NCAA Issues Interps on Medical Hardship Waivers, Facility Use, and Foreign Tours

On Friday, February 28, 2014, the NCAA issued three staff interpretations on various topics. One impacts how eligibility for a medical hardship waiver (“medical redshirt”) is calculated. Another limits who can assist with an outside team’s use of facilities if prospects are involved. And a third loosens one of the restrictions on foreign tours.

To be eligible for a medical hardship waiver, a student-athlete’s injury has to occur before the start of the second half of the season. Team and individual sports have different ways of calculating the halfway point of the season. To calculate the halfway point in team sports, institutions add up their scheduled or completed contests up to the maximum, divide by two, and round down if necessary. The question the interp addresses is how to include a conference tournament which may include multiple contests or which the institution might miss entirely:

The academic and membership affairs staff determined that, in team sports, a conference championship is counted as one contest or date of competition in determining the first half of the season for hardship waivers, regardless of the number of days or games involved in the championship. If the calculation is based on scheduled contests or dates of competition, the conference championship is counted as one contest or date of competition if it appeared on the institution’s schedule prior to the first scheduled contest or date of competition; however, if the calculation is based on completed contests or dates of competition, the institution must have participated in the conference championship.

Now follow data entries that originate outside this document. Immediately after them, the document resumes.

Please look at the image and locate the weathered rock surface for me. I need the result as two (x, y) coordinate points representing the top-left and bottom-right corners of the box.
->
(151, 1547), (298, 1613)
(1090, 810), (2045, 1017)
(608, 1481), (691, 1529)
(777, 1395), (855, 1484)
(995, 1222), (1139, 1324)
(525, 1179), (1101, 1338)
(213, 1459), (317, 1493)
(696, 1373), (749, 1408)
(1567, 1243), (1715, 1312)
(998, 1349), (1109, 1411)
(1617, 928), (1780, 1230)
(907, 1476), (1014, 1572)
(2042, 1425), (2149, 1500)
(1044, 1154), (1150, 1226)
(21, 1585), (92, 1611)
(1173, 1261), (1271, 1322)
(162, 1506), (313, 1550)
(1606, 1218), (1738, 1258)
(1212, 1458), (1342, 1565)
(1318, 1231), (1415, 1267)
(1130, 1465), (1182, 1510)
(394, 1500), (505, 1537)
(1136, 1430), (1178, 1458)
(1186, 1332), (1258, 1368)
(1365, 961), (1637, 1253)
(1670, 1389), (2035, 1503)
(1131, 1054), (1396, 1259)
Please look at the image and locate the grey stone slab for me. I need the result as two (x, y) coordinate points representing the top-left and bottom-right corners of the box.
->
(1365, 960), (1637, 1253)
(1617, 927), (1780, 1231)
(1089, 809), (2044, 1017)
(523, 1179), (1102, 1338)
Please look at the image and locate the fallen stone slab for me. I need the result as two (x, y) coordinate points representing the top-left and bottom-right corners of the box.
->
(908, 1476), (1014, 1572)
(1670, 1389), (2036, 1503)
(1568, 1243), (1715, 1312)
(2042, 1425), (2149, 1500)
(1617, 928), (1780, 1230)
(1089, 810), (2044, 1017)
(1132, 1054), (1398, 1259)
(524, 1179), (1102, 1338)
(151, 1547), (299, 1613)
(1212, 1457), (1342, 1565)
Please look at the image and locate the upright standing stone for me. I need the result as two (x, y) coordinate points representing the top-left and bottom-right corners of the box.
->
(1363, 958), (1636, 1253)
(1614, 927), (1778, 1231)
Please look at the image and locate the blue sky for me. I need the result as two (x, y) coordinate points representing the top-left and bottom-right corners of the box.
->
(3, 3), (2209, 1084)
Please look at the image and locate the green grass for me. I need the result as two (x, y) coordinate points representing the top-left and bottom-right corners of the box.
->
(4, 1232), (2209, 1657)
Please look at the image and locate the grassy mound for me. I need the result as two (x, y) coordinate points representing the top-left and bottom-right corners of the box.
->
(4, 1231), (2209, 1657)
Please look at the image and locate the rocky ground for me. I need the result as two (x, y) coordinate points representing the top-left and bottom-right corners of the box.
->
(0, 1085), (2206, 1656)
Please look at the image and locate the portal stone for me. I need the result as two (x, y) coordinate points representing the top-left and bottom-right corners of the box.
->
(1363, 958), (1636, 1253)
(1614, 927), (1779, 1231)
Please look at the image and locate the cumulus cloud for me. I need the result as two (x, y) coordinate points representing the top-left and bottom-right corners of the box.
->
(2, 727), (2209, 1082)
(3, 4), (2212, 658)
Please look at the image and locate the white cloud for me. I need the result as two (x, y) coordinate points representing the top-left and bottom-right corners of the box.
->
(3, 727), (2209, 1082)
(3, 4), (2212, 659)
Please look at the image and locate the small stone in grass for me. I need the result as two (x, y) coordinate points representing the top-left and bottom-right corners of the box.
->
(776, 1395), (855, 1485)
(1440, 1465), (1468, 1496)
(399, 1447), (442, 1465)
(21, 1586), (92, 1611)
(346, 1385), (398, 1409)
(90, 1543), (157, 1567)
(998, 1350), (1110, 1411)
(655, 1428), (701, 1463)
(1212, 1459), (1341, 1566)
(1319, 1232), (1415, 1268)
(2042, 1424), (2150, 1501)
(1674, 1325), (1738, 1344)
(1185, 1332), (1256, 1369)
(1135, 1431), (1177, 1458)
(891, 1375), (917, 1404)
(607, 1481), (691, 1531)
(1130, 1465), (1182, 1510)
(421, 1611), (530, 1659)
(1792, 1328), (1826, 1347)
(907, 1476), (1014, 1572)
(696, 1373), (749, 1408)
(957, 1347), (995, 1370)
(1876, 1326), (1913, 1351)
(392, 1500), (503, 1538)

For example, if a basketball team plays 27 games, than the halfway point will be the start of the 13th game. If the team plays 27 regular season games and a conference tournament, the halfway point will be the start of the 14th game.

Groups involving prospective student-athletes often use facilities at Division I schools. That can include renting out facilities to teams for practice or hosting competitions. This raises the possibility that coaches will use the event to get some extra time evaluating prospects outside of normal recruiting periods. The interp issued yesterday cuts them out:

The academic and membership affairs staff determined that noncoaching staff members without sport-specific responsibilities and representatives of an institution’s athletics interests may perform their regular job responsibilities incidental to supervising the use of the institution’s facilities while the facilities are in use for physical activities by a group that includes prospective student-athletes (e.g., security, operating the scoreboard, third-party vendors staffing ticket booth or concession stands, field maintenance). However, a countable coach or noncoaching staff member with sport specific responsibilities may not be involved in the conduct, promotion or administration of the event, including supervising the use of the institution’s facilities, regardless of the nature of his or her regular job responsibilities.

Finally, the NCAA made it a bit easier for teams leaving on a foreign tour to get on the road:

The academic and membership affairs staff determined it is permissible for student-athletes to depart for a foreign tour prior to the start of the institution’s official vacation period, provided all participating student-athletes have completed their classes or exams and no special arrangements are made to rearrange classes or exams.